Hier sollen einige Richtlinien und Empfehlungen für die
Ausbildung zum Lehrerberuf ausgesprochen werden, die bei einer
möglichen Umstellung vom herkömmlichen Lehramtsstudium zum
Bachelor/Masterstudium berücksichtigt werden sollten. Dabei
handelt es sich um das Lehramt an Gymnasien
(bzw.
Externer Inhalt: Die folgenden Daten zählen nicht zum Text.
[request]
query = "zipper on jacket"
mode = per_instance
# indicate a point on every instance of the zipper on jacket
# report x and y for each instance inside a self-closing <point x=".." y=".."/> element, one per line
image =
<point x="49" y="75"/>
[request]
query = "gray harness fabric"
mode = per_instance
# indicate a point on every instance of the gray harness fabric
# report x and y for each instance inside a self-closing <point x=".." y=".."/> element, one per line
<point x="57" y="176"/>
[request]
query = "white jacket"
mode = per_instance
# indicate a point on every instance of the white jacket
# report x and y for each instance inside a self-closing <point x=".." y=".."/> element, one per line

Sekundarstufe I,II) und um das Fach Mathematik.
Wesentliche Aspekte der Lehramtsausbildung in diesem Bereich sind
2001 von DMV und GDM gemeinsam erarbeitet worden. Insbesondere wurde
damals zum Ausdruck gebracht, dass Reformüberlegungen
unterstützt werden, die zu einer Verbesserung der Ausbildung von
Lehrerinnen und Lehrern führen. Nach wie vor sind wir
der Meinung, dass diese Reformen im Rahmen des jetzigen
Ausbildungssystems möglich sind. Werden aber politische Vorgaben
zu einer Einführung von BA/MA-Lehramtsstudiengängen
führen, so sollte diese Umstellung als Chance für die
Umsetzung wichtiger Innovationen genutzt werden.
I. Strukturvorgaben
- Gestufter Aufbau:
- Bachelorstudium mit berufsbefähigendem
Zwischenabschluss Bachelor of
Science oder Bachelor of Arts
- Auf dem Bachelorstudium aufbauendes Masterstudium mit dem
Abschluss Master of Science oder Master of Arts oder
Master of Education
- Nach dem Referendariat berufsbegleitende Fortbildung
- Blickrichtung Lehrerberuf: Bereits das Bachelorstudium
sollte fachdidaktische und schulpraktische Anteile enthalten.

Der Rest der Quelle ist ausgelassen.